Sometimes good intentions lead to not-so-good consequences. This was the case in Mary Shelley’s Frankenstein, the timeless story of a man who brings a monster to life that later turns on its creator. Applying that concept to the present, The MIT Press published a new edition of Frankenstein last year specifically geared toward engineers and scientists, warning them of the irreversible repercussions of their inventions.

This edition of Frankenstein, commemorating the initial work’s 200th anniversary, is a version of the original manuscript from 1818 that includes “annotations and essays by leading scholars exploring the social and ethical aspects of scientific creativity,” according to the book description.

The book’s introduction implies that the modern scientific community dismisses the story of Frankenstein as “an anti-science creed,” urging creators “not to be afraid” to pursue great inventions.

“Some scientists and engineers think things are so sweet and interesting that they get wrapped up in the solving of the problem rather than considering what the larger consequences might be,” said lead editor David Guston, director of the School for the Future of Innovation in Society at Arizona State.

In a world where technological developments increasingly resemble works of science-fiction, Frankenstein serves as “a catechism for designers of robots and inventors of artificial intelligences,” Jill Lepore writes in The New Yorker. With great creativity comes great responsibility. And it’s important for us to remember our innovations could one day surpass us in both sophistication and intelligence.

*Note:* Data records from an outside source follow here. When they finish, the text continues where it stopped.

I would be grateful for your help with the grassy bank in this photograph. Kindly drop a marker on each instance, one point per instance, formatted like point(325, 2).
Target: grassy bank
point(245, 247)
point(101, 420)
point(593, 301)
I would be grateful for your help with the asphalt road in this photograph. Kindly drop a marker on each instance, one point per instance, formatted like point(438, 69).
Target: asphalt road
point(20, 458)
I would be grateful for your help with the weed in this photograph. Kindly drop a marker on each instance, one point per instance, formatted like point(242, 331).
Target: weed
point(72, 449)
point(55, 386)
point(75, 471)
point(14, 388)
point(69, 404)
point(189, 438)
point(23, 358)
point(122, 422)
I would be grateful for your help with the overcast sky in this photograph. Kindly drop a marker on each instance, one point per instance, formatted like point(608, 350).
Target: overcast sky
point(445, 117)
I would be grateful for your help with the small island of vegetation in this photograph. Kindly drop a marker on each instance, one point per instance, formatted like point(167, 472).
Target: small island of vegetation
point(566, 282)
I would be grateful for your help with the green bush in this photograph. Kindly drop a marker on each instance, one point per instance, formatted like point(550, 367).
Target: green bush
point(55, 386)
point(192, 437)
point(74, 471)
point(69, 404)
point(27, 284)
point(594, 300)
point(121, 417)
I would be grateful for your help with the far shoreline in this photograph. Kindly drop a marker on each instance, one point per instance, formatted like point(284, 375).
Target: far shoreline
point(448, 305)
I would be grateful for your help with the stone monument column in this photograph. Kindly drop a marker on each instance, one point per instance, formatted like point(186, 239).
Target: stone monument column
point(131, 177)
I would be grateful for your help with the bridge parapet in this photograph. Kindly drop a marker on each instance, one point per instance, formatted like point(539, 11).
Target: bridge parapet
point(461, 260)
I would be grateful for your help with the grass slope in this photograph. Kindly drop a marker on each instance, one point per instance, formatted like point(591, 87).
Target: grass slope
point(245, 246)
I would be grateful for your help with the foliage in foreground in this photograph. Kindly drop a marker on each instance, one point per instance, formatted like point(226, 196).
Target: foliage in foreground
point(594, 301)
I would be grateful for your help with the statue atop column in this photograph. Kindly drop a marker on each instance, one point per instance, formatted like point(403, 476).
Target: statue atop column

This concern is one that’s been echoed by technology and business leaders alike. We’ve seen how technology, whether intentionally or not, can be used to distort the truth, compromise democracy and harm mental health. A month before the iPhone X release, Tony Fadell — who helped design the original iPad and iPhone — said he worries his grandchildren will see him as “the guy that destroyed society.”

Chamath Palihapitiya, an ex-Facebook executive, said it’s been “gut wrenching” to witness how technology has been used to divide people. “I feel tremendous guilt,” he said. “In the back, deep, deep recesses of our mind, we kind of knew something bad could happen.”